In 1791 he bought the splendid house of Patrick Tracy, one of Newburyport’s broken-down merchant princes, furnished it luxuriously, and emerged in the role of gentleman. In 1796, annoyed by some practical jokers, he moved to Chester, New Hampshire, but returned in a few months to Newburyport, now styling himself “Lord” Timothy Dexter, with a title “made by the voice of hamsher state, ” and purchased the mansion of Jonathan Jackson, on High St. He engaged Joseph Wilson, a ship carver, to make more than forty life-sized wooden statues, painted in colors, of great personages, including Presidents Washington, Adams, and Jefferson, three of the apostles, —St. Paul, St. John, and St. Peter, —Adam and Eve, Benjamin Franklin, John Jay, Louis XIV, Lord Nelson, and others. These were arranged on the grounds so that they could easily be seen from the street. Most striking of all was an image of himself on a pedestal near the front fence bearing the inscription, “I am first in the East. ”
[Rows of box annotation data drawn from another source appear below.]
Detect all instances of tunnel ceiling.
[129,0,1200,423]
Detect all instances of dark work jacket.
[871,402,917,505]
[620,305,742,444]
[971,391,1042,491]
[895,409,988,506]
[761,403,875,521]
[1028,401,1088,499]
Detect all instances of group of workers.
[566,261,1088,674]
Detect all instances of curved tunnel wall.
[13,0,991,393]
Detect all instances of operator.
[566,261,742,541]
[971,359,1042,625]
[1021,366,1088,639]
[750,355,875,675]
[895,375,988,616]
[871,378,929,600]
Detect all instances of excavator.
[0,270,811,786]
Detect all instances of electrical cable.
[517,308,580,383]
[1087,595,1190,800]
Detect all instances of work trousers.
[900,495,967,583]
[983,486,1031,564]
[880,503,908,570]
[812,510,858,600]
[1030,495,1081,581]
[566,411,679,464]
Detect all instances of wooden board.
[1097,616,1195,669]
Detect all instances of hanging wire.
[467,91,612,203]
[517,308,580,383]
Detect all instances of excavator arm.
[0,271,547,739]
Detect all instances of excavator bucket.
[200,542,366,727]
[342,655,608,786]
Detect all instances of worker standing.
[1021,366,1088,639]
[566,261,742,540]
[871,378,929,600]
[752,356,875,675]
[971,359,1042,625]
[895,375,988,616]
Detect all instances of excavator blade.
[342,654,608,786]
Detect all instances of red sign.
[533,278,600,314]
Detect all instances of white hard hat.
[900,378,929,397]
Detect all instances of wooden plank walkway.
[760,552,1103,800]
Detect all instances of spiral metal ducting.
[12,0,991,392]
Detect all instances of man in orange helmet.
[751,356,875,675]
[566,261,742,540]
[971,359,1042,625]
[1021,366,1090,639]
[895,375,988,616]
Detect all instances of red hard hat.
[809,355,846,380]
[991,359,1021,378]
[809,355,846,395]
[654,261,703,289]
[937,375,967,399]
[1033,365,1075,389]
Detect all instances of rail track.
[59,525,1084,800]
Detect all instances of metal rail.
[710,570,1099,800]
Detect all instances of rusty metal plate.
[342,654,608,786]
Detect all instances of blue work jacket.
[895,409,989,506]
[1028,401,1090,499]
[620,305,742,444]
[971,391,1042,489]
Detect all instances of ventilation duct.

He subsidized a laureate, Jonathan Plummer, formerly a fish peddler, who composed odes in his honor, and appeared as an author himself in a pamphlet entitled A Pickle for the Knowing Ones, filling twenty-four small pages and privately printed in 1802. The first edition had no marks of punctuation whatever, but at the end of the second Dexter added a whole page of "stops, ” telling his readers to “peper and solt it as they plese. ”
In his old age he was a quaint figure in a wide cocked hat and long blue coat, who strolled aimlessly about his estate, carrying a gold-headed cane and followed by a porcine dog. His eccentricity displayed itself in startling ways, as, for instance, when he had his coffin made and kept on exhibition in his parlor and actually held a mock funeral, after which he beat his wife because of her failure to shed tears.
With an insatiable mania for publicity, he offered a market house to Newburyport on condition that it be called Dexter Hall and agreed to repave High St. if it could be named after him; but the town refused his proposals. He did, however, make gifts to various institutions, including a bell to the Second Presbyterian Church; and, of the $35, 000 which he left at his death, $2, 000 was bequeathed to Newburyport, the income of which is still used for the benefit of the poor.
Many of his images were blown down in the great tempest of 1815, but the three presidents still kept their places on the entrance arch until 1850. The house is still standing (1930), with Dexter’s gilded eagle shining on the roof.
(Lord Timothy Dexter was, by most accounts, a living embod...)
Connections
In 1770 Dexter married Elizabeth (Lord) Frothingham, a widow with four children and a small property. The couple had two children, —Samuel, born in 1772, and Nancy, born in 1776.